I've a DataFrame that looks like this
Name | Result_cat_1 | Result1 | Result_cat_2 | Result_2 | Result_cat_3 | Result_3 |
---|---|---|---|---|---|---|
Andrew | Rock | 12 plays | Paper | 4 plays | Scissors | 45 plays |
John | Paper | 8 plays | Scissors | 15 plays | Rock | 76 plays |
Ronald | Scissors | 6 plays | Rock | 3 plays | Paper | 23 plays |
The end result should be like this:
Name | Rock | Paper | Scissors |
---|---|---|---|
Andrew | 12 plays | 4 plays | 45 plays |
John | 76 plays | 8 plays | 15 plays |
Ronald | 3 plays | 23 plays | 6 plays |
I've tried
df['Rock'] = df[Result1].where(df[Result_cat_1] == 'Rock')
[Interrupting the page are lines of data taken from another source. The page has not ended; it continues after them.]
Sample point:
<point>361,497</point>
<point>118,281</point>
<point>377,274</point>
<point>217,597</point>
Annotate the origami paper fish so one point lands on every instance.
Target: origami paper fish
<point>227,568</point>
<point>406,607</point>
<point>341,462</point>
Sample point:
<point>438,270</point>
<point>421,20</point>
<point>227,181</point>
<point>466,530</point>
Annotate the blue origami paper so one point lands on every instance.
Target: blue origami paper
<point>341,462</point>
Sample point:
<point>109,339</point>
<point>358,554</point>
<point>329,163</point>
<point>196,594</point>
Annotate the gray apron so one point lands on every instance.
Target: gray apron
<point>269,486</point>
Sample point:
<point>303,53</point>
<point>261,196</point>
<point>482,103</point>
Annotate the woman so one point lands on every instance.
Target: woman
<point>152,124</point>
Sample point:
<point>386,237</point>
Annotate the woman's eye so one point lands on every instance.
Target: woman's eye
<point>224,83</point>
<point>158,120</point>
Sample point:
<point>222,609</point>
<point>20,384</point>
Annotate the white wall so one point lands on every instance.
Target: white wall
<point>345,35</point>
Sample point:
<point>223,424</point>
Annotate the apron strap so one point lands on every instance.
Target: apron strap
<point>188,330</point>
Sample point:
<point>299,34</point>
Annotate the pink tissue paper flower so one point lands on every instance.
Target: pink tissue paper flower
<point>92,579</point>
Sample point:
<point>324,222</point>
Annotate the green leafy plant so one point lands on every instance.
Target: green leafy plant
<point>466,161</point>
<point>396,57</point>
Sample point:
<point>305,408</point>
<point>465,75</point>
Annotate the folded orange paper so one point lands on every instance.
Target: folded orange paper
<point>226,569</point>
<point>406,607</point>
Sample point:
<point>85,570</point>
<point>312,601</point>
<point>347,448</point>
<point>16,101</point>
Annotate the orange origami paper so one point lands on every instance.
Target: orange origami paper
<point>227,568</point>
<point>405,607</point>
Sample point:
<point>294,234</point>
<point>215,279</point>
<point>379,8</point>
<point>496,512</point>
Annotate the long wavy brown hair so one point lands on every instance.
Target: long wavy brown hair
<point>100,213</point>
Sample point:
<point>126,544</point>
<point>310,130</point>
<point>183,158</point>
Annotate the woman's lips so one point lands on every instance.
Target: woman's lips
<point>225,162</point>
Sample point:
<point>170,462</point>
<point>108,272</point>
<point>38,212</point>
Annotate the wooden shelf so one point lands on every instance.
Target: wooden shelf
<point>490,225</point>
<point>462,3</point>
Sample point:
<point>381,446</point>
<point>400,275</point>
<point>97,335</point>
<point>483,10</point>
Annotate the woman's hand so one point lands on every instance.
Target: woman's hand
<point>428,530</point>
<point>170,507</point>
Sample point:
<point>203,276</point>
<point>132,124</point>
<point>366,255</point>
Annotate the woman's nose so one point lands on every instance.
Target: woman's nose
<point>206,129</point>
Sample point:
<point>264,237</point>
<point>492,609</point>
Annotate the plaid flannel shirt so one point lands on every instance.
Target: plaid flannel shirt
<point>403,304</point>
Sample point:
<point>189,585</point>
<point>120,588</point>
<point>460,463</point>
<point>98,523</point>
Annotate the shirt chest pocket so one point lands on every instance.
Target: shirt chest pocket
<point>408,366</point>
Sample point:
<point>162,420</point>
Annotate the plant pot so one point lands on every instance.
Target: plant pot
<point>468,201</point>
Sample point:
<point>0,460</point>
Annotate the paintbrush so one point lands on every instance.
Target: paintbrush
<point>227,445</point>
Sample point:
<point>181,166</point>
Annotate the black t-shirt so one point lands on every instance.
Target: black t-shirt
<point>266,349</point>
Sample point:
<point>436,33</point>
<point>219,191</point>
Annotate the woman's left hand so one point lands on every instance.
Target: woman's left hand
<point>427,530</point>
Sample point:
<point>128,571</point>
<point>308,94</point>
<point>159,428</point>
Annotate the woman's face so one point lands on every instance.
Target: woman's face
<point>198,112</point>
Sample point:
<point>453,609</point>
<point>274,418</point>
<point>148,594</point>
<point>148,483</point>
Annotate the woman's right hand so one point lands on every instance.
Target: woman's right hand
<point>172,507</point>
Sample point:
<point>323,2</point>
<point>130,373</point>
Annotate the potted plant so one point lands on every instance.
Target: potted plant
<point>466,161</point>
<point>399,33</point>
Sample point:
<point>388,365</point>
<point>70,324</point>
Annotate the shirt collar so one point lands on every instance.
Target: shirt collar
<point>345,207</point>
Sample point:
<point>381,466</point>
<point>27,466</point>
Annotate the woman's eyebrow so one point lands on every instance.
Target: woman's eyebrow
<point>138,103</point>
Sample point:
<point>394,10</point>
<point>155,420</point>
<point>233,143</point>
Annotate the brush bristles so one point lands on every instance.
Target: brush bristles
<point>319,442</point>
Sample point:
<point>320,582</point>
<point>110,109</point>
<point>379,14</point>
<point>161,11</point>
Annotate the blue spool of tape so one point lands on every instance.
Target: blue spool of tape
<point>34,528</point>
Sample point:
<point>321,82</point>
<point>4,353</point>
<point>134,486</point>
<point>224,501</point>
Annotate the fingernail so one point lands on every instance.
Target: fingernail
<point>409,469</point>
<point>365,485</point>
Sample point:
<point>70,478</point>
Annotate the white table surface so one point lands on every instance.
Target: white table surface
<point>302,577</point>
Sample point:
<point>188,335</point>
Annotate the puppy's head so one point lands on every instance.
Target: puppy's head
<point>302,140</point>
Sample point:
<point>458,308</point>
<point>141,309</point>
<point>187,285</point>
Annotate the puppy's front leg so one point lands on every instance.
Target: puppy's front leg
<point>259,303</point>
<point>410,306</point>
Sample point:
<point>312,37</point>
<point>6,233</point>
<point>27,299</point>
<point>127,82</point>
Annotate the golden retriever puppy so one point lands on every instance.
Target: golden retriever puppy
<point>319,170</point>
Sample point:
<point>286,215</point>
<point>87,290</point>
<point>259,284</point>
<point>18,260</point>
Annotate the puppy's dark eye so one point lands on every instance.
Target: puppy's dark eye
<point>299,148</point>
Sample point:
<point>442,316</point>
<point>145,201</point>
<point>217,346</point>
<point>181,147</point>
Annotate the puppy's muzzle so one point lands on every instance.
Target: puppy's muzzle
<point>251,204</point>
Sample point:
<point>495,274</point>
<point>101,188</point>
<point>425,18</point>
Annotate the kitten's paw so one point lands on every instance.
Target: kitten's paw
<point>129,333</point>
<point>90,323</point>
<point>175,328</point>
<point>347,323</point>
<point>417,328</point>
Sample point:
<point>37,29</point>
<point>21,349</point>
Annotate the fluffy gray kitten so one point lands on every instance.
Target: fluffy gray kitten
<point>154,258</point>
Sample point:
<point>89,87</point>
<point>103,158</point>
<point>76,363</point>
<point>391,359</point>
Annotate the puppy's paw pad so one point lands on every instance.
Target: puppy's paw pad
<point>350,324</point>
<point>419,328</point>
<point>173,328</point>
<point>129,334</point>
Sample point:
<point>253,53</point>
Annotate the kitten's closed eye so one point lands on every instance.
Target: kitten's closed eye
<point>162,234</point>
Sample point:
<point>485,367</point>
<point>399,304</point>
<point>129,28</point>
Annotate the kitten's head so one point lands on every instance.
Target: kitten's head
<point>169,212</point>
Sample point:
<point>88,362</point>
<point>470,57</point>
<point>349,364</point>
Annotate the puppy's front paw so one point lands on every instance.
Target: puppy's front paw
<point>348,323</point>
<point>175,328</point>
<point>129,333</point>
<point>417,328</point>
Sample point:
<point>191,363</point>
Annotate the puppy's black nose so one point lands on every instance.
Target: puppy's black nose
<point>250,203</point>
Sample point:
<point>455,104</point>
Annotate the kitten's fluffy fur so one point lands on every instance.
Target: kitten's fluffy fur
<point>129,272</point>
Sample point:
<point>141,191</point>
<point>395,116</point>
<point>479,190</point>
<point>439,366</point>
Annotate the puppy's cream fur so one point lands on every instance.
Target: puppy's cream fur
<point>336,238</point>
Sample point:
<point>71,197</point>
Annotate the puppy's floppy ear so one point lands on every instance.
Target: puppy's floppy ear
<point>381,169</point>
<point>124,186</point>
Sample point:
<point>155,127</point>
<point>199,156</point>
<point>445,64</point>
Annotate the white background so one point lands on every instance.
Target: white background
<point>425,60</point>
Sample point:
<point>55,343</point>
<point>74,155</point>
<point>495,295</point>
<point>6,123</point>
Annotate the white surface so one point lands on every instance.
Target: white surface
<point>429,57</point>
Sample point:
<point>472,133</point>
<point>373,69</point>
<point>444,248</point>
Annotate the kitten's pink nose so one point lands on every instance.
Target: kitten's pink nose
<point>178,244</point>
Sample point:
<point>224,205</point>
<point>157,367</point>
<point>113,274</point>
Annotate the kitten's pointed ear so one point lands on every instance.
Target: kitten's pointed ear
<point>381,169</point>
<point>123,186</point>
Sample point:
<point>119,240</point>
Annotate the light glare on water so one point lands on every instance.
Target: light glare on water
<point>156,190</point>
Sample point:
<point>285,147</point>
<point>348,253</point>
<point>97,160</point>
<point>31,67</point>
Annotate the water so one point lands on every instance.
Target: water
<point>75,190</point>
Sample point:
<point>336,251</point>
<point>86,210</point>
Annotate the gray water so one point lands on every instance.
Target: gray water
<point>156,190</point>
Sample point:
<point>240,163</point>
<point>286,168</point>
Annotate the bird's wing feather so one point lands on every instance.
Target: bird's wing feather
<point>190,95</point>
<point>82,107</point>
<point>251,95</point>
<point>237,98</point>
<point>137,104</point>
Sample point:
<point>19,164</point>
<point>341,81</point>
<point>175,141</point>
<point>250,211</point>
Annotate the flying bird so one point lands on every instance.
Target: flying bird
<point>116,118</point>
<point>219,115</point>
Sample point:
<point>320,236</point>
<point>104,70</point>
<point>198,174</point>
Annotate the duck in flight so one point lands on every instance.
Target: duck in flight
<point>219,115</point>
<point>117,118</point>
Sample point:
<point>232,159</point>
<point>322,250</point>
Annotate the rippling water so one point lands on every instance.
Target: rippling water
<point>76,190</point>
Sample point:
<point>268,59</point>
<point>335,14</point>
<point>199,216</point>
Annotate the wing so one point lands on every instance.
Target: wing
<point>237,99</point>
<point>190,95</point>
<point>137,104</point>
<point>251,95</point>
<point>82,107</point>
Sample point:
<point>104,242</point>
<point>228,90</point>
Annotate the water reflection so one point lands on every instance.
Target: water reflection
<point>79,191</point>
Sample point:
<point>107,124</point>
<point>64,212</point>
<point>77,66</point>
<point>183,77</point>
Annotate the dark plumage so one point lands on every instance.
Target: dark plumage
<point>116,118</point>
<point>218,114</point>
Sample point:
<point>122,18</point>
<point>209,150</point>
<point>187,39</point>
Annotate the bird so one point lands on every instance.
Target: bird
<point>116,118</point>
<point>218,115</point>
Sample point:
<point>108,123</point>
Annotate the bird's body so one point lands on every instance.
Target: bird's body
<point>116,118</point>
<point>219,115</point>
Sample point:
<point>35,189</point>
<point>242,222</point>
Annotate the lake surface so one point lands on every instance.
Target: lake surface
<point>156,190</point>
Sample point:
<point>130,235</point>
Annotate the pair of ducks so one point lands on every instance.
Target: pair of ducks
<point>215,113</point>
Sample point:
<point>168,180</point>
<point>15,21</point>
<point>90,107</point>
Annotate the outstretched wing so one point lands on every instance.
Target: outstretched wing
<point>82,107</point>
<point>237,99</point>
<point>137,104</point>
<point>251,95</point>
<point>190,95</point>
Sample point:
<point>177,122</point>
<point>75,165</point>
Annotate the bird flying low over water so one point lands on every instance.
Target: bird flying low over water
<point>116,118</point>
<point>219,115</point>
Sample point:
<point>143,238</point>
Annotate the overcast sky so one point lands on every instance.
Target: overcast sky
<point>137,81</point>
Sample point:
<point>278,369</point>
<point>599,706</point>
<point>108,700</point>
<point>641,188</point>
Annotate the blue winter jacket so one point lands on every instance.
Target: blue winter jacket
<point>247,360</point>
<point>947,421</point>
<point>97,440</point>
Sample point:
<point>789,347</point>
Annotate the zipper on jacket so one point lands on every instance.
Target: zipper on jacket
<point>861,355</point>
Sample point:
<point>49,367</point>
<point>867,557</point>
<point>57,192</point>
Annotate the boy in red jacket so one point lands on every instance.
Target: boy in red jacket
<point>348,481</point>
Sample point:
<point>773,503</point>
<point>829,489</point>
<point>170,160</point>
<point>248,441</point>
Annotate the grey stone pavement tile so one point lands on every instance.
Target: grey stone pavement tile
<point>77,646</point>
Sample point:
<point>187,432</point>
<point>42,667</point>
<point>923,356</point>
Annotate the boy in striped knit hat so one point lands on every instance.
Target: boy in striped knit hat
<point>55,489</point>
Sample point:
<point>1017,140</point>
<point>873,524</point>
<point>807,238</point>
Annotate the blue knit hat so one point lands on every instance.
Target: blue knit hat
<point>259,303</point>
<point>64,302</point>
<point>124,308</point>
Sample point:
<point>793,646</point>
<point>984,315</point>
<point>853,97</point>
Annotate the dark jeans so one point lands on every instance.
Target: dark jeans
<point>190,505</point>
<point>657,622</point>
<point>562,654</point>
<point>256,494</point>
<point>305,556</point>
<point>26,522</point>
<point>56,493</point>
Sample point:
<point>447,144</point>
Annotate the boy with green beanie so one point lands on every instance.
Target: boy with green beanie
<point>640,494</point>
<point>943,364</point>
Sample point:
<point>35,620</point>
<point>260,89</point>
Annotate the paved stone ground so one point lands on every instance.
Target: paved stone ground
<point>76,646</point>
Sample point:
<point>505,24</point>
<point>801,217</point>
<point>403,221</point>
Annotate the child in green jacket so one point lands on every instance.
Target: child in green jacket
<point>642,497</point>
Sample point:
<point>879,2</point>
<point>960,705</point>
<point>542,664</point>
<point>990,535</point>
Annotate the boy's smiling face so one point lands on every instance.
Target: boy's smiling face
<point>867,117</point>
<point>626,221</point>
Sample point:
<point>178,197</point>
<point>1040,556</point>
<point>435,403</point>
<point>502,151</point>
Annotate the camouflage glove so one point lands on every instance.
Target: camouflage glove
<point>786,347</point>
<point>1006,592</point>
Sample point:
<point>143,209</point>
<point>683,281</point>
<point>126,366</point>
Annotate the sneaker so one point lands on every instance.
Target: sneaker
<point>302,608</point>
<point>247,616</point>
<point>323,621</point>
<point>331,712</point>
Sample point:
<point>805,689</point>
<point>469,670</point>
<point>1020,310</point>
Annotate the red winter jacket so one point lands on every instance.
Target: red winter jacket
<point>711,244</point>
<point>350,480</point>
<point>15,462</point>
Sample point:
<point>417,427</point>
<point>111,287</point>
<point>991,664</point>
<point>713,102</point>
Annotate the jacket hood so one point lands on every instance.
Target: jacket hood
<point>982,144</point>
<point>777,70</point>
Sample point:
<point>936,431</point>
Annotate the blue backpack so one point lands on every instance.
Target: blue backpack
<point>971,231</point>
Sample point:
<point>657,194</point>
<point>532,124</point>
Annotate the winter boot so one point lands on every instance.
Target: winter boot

df['Rock'] = df[Result2].where(df[Result_cat_2] == 'Rock')
df['Rock'] = df[Result3].where(df[Result_cat_3] == 'Rock')
but the column contains only the df[Result_cat_3]
overwriting the previous 2
CodePudding user response:
We could stack
the "Results_cat" columns and "Results" columns separately; build a DataFrame with the stacked Series; then pivot
:
df = df.set_index('Name')
out = (df.filter(like='Result_cat')
.stack()
.droplevel(1)
.reset_index(name='result')
.assign(play=df[['Result1', 'Result_2', 'Result_3']]
.stack().to_numpy())
.pivot('Name', 'result', 'play')
.rename_axis(index=[None], columns=[None]))
Output:
Paper Rock Scissors
Andrew 4 plays 12 plays 45 plays
John 8 plays 76 plays 15 plays
Ronald 23 plays 3 plays 6 plays
CodePudding user response:
In your case do
s1 = df.set_index('Name').iloc[:,::2].stack()
s2 = df.set_index('Name').iloc[:,1::2].stack()
out = pd.crosstab(s1.index.get_level_values(0),s1.values,s2.values,aggfunc='first')
Out[764]:
col_0 Paper Rock Scissors
row_0
Andrew 4 plays 12 plays 45 plays
John 8 plays 76 plays 15 plays
Ronald 23 plays 3 plays 6 plays